# wiring the turbo booster



## Quip (Mar 10, 2007)

does any one know how to or were to get the wiring diagram for a turbo booster on a 03 spec v. thanks


----------



## b15chik (Jun 4, 2005)

Quip said:


> does any one know how to or were to get the wiring diagram for a turbo booster on a 03 spec v. thanks


a turbo booster???? you don't wire up a turbo...are you asking how to run the oil or water lines? sounds like you have a little bit of research to do, lol


----------



## Quip (Mar 10, 2007)

Sorry about that i should of explained it better huh.lol. But im trying to wire the boost controler i have the turbo timer done but just dont know how to conect all the wiring on the boost controler. its not a manual its a digital if that helps any. thanks


----------



## b15chik (Jun 4, 2005)

ohhhhh ok jeeez, you really scared me there for a second!!! hmm which one do you have? i have the greddy profec b spec 2. i'll be honest with you i didn't install it on my car, i don't do wiring  i'd probably have blown up my car by now. i would assume it's probably going to be on thevboard, have you checked there?


----------



## Quip (Mar 10, 2007)

No way i got the same one.But i just cant figure it out. And i tried but just could not find it one the forums board do u have an idea were it could be. And what kind of turbo do u have and the set up


----------



## b15chik (Jun 4, 2005)

let me see if i can find something for you. honestly, even when you get it installed, it's still a pain in the ass to program it. i actually have the info written on a stickey note in my car. 
i had a garrett t3/t04e but i hated it, it was too laggy. i am getting my car back monday with a garrett gt28rs, new ic piping, ic, bov, manifold and downpipe. should be nice, and i'm getting it back just in time for nopi 

ok, i found a thread for you but it's not working when i put the link in here, wtf. this is for the profec b, i assume it's probably about the same?


----------



## Quip (Mar 10, 2007)

nice i like ur setup. but thnks for the help im trying to get in there by this weekend but ill see what happens hey how much boost are u running on the car i got 5 pounds but wanted to boost to 9


----------



## Quip (Mar 10, 2007)

well 5 pounds stock from the wastegate.


----------



## b15chik (Jun 4, 2005)

i'm at about 11


----------



## Quip (Mar 10, 2007)

nice do u have internals or could u boost that high


----------



## b15chik (Jun 4, 2005)

yeah mine is ok at 11. friend of mine was at 16psi on stock internals. not sure if i'll push it that high. normally i'm at 7 though


----------



## Quip (Mar 10, 2007)

and thanks for that diagram ill see if i could get it done if not ill keep trying lol


----------



## b15chik (Jun 4, 2005)

if you're still having issues, i have some friends i can check with


----------



## Quip (Mar 10, 2007)

oh but i thought on a spec v u could only run 9 pounds the most and thats if u had the correct amount of fuel


----------



## b15chik (Jun 4, 2005)

i don't have a spec, i have an SE with the sr20 in it. on the spec i'd probably keep it at 8


----------



## Quip (Mar 10, 2007)

oh snap good job i give u props my bro has a 1990 240sx with a sr20 in it. 
his runs great i bet it runs way better in a sentra lol.


----------



## b15chik (Jun 4, 2005)

yeah my sr20 is a little bit different than his. i have weaker piston rings and it's a roller rocker, but i love it anyway. i'll have some new pics up when i get the car back!


----------



## Quip (Mar 10, 2007)

cool well nice talking to u and thanks for all your help i'm going to print the diagram u gave me and with a little bit of elbow grease see if i could get controller on there. well talk 2 u later and explain what happen.keep it real.


----------



## Team7-B15 (Dec 11, 2006)

i would agree with her, if your daily driving your car, keep the boost low to save gas and if you have stock internals, beef it up if you want the turbo to squeeze out more boost.
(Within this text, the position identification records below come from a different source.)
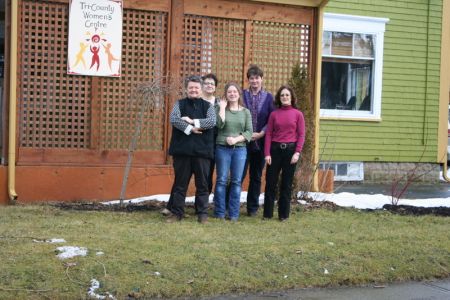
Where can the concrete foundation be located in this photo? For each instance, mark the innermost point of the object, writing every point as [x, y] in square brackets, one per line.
[390, 172]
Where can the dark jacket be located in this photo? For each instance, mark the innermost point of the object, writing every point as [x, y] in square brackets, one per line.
[265, 107]
[199, 145]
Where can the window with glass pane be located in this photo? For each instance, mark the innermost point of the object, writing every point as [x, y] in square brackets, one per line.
[347, 71]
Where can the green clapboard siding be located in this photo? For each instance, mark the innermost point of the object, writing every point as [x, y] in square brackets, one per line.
[410, 96]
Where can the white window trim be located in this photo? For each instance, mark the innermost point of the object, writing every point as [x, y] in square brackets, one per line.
[364, 25]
I learned the hardway and lost out on my old MazdaSpeed Protege, i had over 12k invested and got on it a couple of times at 22psi with a Mental Addiction bottom end and a whole fuel system upgrade. The motor popped due to the internal wastegate stayed closed during acceleration so free boost, my boost gauge read past 20psi and it was a rough day.


----------



## enimem50187 (Sep 14, 2005)

My 1.8 runs at about -4 psi, it's awesome


----------